India Lena González’s Fox Woman Get Out!
Fox Woman Get Out! is India Lena González’s debut poetry collection from BOA Editions, but it feels like this work has been in the making her whole life.
This collection is one of the best examples of an exploration of the Jungian “Self” that I’ve seen recently. That is, González asserts and re-asserts herself over and over again until there is a kaleidoscope of selves. Consider the amount of “I am” statements made throughout the collection:
i am sour meat
from “we n’ de ya ho”
i am a perpetual pardon
from “una parda, which is me”
i am clov with post-apocalyptic limp
from “Act! pose with fingers as though cigarette (puff puff)”

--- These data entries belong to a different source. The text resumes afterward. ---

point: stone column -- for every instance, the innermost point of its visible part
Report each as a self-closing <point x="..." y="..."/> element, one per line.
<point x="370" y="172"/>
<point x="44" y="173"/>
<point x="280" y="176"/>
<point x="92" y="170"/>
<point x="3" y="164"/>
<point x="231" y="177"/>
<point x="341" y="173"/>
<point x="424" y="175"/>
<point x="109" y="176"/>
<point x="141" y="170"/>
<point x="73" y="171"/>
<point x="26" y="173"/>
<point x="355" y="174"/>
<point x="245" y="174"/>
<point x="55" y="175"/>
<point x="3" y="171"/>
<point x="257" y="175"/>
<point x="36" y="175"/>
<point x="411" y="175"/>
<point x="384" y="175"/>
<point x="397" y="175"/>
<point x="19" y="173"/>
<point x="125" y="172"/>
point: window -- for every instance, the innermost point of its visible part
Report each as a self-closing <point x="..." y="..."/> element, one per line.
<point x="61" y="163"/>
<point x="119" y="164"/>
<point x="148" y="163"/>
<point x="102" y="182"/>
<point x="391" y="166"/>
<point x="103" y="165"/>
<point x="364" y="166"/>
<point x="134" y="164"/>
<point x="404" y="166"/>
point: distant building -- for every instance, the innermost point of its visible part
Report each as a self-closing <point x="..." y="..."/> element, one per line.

i can’t be red nails that glisten like cheap lava
from “PAPI: the swelling of scars in heat”
i am also a fine-tuned alcoholic who cannot endure the gold-toothed hag that is america.
from “SANTIAGO SEIJAS FERNÁNDEZ PEREZ…ALCANTARA”
i am mountain after
fire
and
i am young-/horse-so-young
from “YOUNG-HORSE-SO-YOUNG”
i am a very small black woman
so small in fact
my color has faded
from “I TOO WANT TO EAT THE WORLD” and the poem titled “I’M A BLACK BLACK BLACK BLACK BLACK BLACK TAN WOMAN”.
All of this is only in the first section–the first 33 pages. Over and over, Gonzalez’s poems assert the self and deftly navigates that self through history, identity, and social mores. She takes contradictions, holds them, and puts them down as needed, as in “afterwor(l)d”:
with the (w)ringing of self something kin to silence
he(a)r(t) knowledge : i have died by other names
the ritual of our collective rebirth , still not the reality
we start for the last time there is solace in that
we start by laying down the self proper then we let it go that
heaviness
Are we ringing or wringing? Is it “her” knowledge or “heart” knowledge? Perhaps it’s both. Perhaps it’s no longer pertinent anymore. Perhaps, once we “[lay] down the self proper” we simply are. We simply exist without the wrestle of seemingly oppositional ideas.
Fox Woman Get Out! has me anticipating González’s next collection. I look forward to seeing what else she brings. We’ve seen how she has navigated her own selves with such fierceness and passion that I also look forward to seeing how she handles what occurs outside her center.